NOTE: In keeping with the tradition of Killer Klowns, my Kommentary will be Kluttered with K’s replacing C’s. Kheers!
One of the truly kult klassics of kontemporary kinema, “Killer Klowns” is a b-movie you laugh with, not at. Well, except for the Kotton Kandy pods, the dialogue or John Allen Nelson. This isn’t meant to scare you like “Texas Khainsaw Massacre” or make you think (I guess) like “Glen or Glenda”; it’s meant to be fun. The brothers Chiodo- er, Khiodo, who kreated this film, aren’t taking the movie too seriously, so why should we?
“Klowns” starts with a klassic kliche- an interstellar something-or-other touches down in some nondescript kollege town, and two horny kids, Mike (Grant Cramer) and Debbie (Suzanne Snyder), decide to check it out. They sneak inside the tent and instantly notice that there’s no circus here- the tent is just headquarters for a band of murderous klowns who shoot people with lasers and turn them into kotton kandy pods! One of the klowns khases them out of the tent with his evil popkorn gun, but they manage to get to safety.
The original leads for “48 Hours”?
Luckily Debbie’s ex-boyfriend Dave (the inkomparable John Allen Nelson) is a kop, and they race to the police station to get his help. But krotchety old Mooney (John Vernon), the other kop on duty, thinks their story is a dumb hoax, and refuses to help. This means Dave is on his own against the klowns.

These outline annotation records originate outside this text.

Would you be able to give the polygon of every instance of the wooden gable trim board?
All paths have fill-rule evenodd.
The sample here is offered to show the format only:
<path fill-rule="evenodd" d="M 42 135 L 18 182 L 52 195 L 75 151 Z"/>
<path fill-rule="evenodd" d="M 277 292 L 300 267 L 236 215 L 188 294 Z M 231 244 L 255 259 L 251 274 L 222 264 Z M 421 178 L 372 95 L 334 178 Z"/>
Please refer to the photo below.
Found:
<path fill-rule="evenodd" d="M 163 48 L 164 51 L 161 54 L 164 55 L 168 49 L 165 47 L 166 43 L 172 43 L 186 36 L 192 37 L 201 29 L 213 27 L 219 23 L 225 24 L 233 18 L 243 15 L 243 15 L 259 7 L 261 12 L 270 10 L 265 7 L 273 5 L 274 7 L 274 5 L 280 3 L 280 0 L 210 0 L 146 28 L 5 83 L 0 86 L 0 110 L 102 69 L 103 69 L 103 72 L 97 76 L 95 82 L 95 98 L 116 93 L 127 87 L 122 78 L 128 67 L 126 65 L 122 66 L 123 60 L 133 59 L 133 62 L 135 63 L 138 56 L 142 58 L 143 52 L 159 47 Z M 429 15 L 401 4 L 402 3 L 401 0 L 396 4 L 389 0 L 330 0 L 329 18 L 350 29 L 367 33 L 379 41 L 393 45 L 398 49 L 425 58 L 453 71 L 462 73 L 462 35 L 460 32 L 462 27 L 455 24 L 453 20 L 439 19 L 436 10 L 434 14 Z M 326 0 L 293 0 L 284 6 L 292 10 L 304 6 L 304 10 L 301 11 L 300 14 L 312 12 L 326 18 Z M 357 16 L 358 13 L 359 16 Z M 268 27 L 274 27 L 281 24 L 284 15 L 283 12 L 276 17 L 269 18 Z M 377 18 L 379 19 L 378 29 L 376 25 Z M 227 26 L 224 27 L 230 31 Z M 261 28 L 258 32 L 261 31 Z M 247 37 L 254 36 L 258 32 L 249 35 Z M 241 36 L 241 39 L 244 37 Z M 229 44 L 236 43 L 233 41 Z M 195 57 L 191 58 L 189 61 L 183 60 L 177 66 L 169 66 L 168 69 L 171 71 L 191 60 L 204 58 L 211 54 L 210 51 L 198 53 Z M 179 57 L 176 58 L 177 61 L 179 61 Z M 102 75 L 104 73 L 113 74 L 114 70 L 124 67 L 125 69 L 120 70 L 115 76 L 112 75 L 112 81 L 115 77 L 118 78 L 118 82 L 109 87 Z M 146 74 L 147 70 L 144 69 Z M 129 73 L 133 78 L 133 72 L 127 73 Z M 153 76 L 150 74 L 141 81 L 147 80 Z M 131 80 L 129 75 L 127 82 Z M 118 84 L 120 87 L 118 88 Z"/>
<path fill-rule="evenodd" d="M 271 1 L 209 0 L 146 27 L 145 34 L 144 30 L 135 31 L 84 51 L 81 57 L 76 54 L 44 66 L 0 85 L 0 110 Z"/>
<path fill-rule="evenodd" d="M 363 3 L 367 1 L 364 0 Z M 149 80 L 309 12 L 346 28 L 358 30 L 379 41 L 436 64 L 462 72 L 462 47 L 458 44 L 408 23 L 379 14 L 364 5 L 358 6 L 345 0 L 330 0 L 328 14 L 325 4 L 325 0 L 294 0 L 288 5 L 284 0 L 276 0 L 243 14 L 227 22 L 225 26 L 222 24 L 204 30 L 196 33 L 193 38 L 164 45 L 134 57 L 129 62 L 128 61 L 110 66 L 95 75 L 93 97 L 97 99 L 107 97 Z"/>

By this point the klowns have left the tent and walked into town. (A road sign in the walking scene says town is five miles away, but the Klowns make it to town walking before Mike and Debbie do racing around in their kar!) They do all sorts of malevolent klown things- they pretend to deliver pizza to one lady, but when they open the pizza box, there’s a gun-totin’ klown inside. They get people at a bus stop to watch shadow puppets, but then use the puppets to eat them. And two of the klowns go shopping at the Woolworth’s, shooting shaving cream at each other and bludgeoning all the other customers.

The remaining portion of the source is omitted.